The path is split into 4 seals; the great seal of body, the seal of the speech of Dharma, the seal of the mind of commitment, and the seal of enlightened actions.

The principal scripture is Condensation of Thatness.

Vairochana maintains his position as principal deity, but he is now envisaged as being in the centre of 5 buddha families instead of 3, each family belonging to one of the wisdom buddhas. Again, these ideas are very influential in Japan, notably Shingon buddhism.

Tantra literally means continuity. This refers to the continuity of the absolute nature that pervades all phenomena and to the continuity of the primordial, luminous nature of mind. In general, the word tantra refers to the texts that teach the Vajrayana and also to the view, meditation, and action that these texts express.

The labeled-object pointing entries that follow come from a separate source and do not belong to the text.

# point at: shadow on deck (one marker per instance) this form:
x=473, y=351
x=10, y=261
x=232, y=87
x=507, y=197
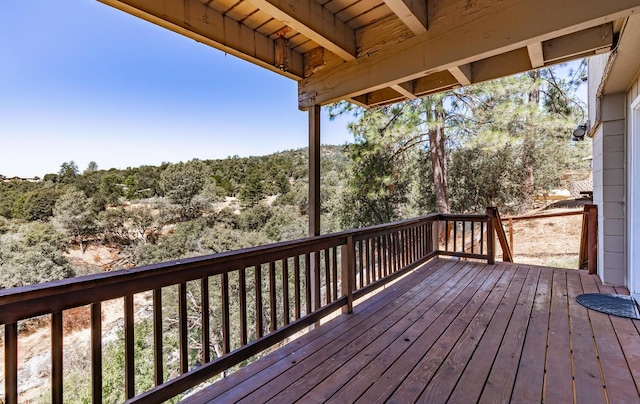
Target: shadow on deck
x=455, y=331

The three outer tantras refer to three classes of scriptures and to the related practices known as Kriya, Upa, and Yoga.



        All phenomena are without self-nature (chos thams chad ngobo nyid med pa rtogs). It is free from the four limiting concepts of existence and non-existence, appearance and emptiness. Phenomena are viewed as the mandala of enlightened deities.

        You visualize yourself, the dam tshig sems dpa', usually in your ordinary form, as subject and the deity, the ye shes sems dpa', in front of oneself as if a king and to obtain blessings, siddhis, from the wisdom deity (yidam).


        Cleanliness, concentration, fasting and mantra recitation. The path is to make offerings to the deity.


        The result is the attainment of the state of "vajra holder of the three families" (Rigs gsum rdo rje ‘dzin pa’i sa)

These are Tathagata or body family (sKu de bzhin gshegs pa’i rigs), lotus or speech family (gSung pad ma’i rigs) and vajra of wisdom-mind family (Thugs rdo rje rigs).

Other versions explain this as "realisation of the three Kayas and five Wisdoms of perfect Buddhahood".


Called Upatantra (spyod rgyud) ‘practice tantra’ and the Ubhayatantra (gnyis ka’i rgyud), ‘dual tantra’, because it practices the view of the next vehicle, Yogatantra, together with the action of the former.

The meditation is to visualize the wisdom deity in front of you "like a brother or a friend" and to receive blessings and siddhis from the wisdom deity.

The fruit is attainment of the state of the vajra holder of the four families with the fourth family being the jewel family of qualities (yon tan rin chen rigs) otherwise expressed as realization of the Five Wisdoms of perfect Buddhahood.

The Empowerment (abhisheka) is the empowerment of the Five Buddha Families.

Known as the tantra of union with the nature (rnal ’byor rgyud) because it emphasises inner practice more than outer conduct.

The abhisheka adds to that of the Upatantra the blessing of the Vajra Master

        All phenomena are free from all diffuse characteristics (Chos thams cad spros pa’i mtshan ma thams cad dang bral ba). This is the view of ‘luminosity inseperable from great emptiness (‘o’d gsal stong pa nyid du lta).

That is absolute truth.

Relative truth is transmitted through the realisation of Dharmata, that all phenomena are perceived as the sphere of the Vajradhatu mandala (kun rdzob cir snang thams cad chos nyid rtogs pa’i byin rlabs las rdo rje dbyings kyi dkyil ’khor) the mandala of adamantine space.


        In the visualisation phase (bsKyed rim) you are the dam tshig sems dpa' and the wisdom deity (yidam) remains before you, then when invited the yidam merges with you like water being poured into water.

During objectless meditation, the completion phase (rDzogs rim) of absolute truth you merge your perception of phenomena with the absolute nature beyond characteristics and you remain in evenness.

Phenomena are seen as the play of wisdom manifesting as deities.


        Principally this is to practice the view of meditation supported by keeping clean.


        Realisation of Vajra holder of the Four Families is attained in three lifetimes.